The 20 most important companies in Europe include LVMH (Louis Vuitton) and Hermès in the luxury sector, ASML in semiconductors, SAP in software, L’Oréal in cosmetics, Inditex (Zara) in fashion, Nestlé in food, Roche alongside Novo Nordisk, Sanofi, GlaxoSmithKline and AstraZeneca in pharmaceuticals, Siemens in industrial automation, TotalEnergies with Schneider Electric and British Petroleum in the energy sector, Deutsche Telekom in telecommunications, Airbus in aerospace, Unilever in consumer goods and Allianz in insurance.
Not even one of these companies is Italian! Shouldn’t we be asking ourselves why such a crucial aspect of our economy is being overlooked?
One initial observation is that, despite Italy’s strong manufacturing tradition, it has invested relatively little in technology and pharmaceuticals compared to countries like Germany, France and Switzerland. Additionally, a certain aversion towards the private sector persists among Italians. This sentiment is also reflected in legislation, national collective labour agreements and court rulings, which tend to favour the public sector while penalising business growth.
Due to the influence of trade unions and their allied politicians, Italy is burdened with excessive regulations and stifling bureaucracy, which have hindered productivity growth—stagnant since the 1990s.

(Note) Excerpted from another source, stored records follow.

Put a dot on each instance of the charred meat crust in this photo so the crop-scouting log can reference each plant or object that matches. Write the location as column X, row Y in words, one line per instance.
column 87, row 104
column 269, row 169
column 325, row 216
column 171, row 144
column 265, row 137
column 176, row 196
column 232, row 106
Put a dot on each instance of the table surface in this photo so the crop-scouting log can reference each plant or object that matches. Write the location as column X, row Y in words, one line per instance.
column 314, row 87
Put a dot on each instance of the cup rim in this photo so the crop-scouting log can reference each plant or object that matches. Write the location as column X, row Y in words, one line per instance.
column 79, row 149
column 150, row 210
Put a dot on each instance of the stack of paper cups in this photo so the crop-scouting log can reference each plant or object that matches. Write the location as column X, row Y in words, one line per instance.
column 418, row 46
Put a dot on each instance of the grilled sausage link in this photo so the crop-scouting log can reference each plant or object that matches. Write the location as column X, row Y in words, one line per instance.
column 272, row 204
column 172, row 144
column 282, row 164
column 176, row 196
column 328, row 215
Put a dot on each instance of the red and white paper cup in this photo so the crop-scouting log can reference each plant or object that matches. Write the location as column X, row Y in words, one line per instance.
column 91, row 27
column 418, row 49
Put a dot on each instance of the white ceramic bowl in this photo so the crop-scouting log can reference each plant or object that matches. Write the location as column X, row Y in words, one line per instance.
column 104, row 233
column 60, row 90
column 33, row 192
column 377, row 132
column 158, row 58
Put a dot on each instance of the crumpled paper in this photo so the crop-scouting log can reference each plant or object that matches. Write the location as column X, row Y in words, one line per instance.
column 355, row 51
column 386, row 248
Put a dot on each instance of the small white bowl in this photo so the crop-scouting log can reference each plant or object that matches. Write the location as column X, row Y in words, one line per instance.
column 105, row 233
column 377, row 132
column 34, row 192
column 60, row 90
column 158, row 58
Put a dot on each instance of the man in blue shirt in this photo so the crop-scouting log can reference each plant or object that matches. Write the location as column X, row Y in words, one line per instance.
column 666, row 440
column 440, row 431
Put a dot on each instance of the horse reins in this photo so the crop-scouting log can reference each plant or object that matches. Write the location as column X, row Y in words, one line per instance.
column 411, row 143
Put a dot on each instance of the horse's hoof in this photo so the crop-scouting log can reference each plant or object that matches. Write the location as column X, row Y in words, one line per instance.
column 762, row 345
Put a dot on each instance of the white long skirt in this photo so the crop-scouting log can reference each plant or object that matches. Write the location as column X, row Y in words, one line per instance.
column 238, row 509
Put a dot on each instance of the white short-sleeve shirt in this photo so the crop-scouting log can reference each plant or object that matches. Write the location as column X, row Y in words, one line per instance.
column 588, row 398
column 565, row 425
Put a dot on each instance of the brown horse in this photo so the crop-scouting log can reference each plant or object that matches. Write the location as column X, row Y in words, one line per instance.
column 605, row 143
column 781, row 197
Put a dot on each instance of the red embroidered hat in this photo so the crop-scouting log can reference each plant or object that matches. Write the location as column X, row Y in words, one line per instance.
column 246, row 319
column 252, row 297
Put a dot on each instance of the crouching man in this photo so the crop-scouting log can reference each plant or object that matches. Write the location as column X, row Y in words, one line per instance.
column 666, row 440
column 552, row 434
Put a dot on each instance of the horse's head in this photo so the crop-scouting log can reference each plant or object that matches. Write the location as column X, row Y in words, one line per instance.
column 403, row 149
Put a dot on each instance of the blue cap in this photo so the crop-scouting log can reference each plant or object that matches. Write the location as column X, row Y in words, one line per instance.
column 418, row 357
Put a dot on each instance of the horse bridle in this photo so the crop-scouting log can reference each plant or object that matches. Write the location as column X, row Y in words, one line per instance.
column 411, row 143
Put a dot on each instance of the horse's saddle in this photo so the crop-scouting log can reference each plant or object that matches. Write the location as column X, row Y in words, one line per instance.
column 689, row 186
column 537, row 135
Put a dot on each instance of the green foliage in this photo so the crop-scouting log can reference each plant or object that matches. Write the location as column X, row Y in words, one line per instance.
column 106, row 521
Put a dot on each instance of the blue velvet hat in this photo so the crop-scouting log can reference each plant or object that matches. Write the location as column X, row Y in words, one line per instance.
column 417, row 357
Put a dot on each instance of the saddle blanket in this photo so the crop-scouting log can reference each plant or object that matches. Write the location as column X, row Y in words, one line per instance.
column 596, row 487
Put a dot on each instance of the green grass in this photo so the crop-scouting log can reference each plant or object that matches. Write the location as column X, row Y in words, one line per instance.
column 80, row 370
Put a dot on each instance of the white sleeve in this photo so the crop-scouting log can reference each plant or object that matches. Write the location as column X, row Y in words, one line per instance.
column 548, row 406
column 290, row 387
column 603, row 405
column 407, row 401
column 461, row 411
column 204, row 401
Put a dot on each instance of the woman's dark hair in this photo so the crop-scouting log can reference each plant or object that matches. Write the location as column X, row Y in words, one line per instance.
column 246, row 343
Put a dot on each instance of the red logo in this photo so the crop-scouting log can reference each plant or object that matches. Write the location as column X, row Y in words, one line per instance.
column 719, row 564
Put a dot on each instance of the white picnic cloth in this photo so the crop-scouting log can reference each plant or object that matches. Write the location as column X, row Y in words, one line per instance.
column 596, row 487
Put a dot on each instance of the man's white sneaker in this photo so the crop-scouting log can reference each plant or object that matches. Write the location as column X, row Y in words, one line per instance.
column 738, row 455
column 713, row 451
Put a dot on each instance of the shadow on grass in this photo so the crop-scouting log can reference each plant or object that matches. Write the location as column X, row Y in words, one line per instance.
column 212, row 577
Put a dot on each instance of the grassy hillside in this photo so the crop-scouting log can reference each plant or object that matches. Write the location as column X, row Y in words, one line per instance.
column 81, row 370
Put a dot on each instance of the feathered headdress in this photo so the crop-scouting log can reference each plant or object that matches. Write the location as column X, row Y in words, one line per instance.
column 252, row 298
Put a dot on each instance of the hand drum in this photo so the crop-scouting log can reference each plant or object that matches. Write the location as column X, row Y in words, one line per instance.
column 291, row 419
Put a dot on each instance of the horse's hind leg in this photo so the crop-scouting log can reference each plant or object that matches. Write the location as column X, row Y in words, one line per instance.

If we compile a brief list of the few Italian companies of international relevance, we could mention Enel and ENI (both state-owned enterprises) in the energy sector, Intesa Sanpaolo in banking, Ferrari in luxury sports cars, Assicurazioni Generali in insurance, Stellantis in the automotive sector and Luxottica in eyewear.
This is a rather meagre list for one of Europe’s most significant economies in terms of GDP and manufacturing presence. And if we exclude the two state-controlled firms and the two financial institutions, only three remain! The numbers are so low because Italian companies that try to grow are besieged by obstacles of all kinds, whereas they should instead be supported. There should be strong incentives for mergers and acquisitions to create larger, more competitive groups.
The state apparatus, once it achieves reliability and efficiency — qualities it currently lacks — should support Italian businesses in expanding their market presence abroad by creating tax incentives and providing favourable financing for international expansion.
As previously mentioned, Italy has very few companies in the tech sector, which is now the most strategic field. Therefore, the country should strongly support investments in artificial intelligence, semiconductors, biotech and renewable energy.
Effective technology hubs should be developed, like Germany’s Fraunhofer-Gesellschaft or France’s Station F, alongside a much stronger push for collaboration between universities and businesses to foster innovative hubs.
Italy’s small capital market should be expanded by encouraging stock market listings through tax incentives and significantly reducing bureaucracy to make it easier for companies to go public.
Another major weakness is the tax wedge. The tax burden on businesses in Italy is excessively high, limiting their ability to reinvest in growth and innovation.
It’s high time to confront Italy’s true entrenched power: bureaucracy. It must be streamlined, as its administrative inefficiencies have stifled growth for years.
Faster and simpler procedures are needed for authorisations, investments and new business ventures. Just as in Germany and Switzerland, there should be strong incentives for research and development, as well as for patents. Investing in R&D is crucial to creating high-value-added businesses.
In conclusion, Italy needs to foster and support national champions, helping them scale globally —exactly the opposite of the outdated, twentieth-century ideological approach that has been applied for decades.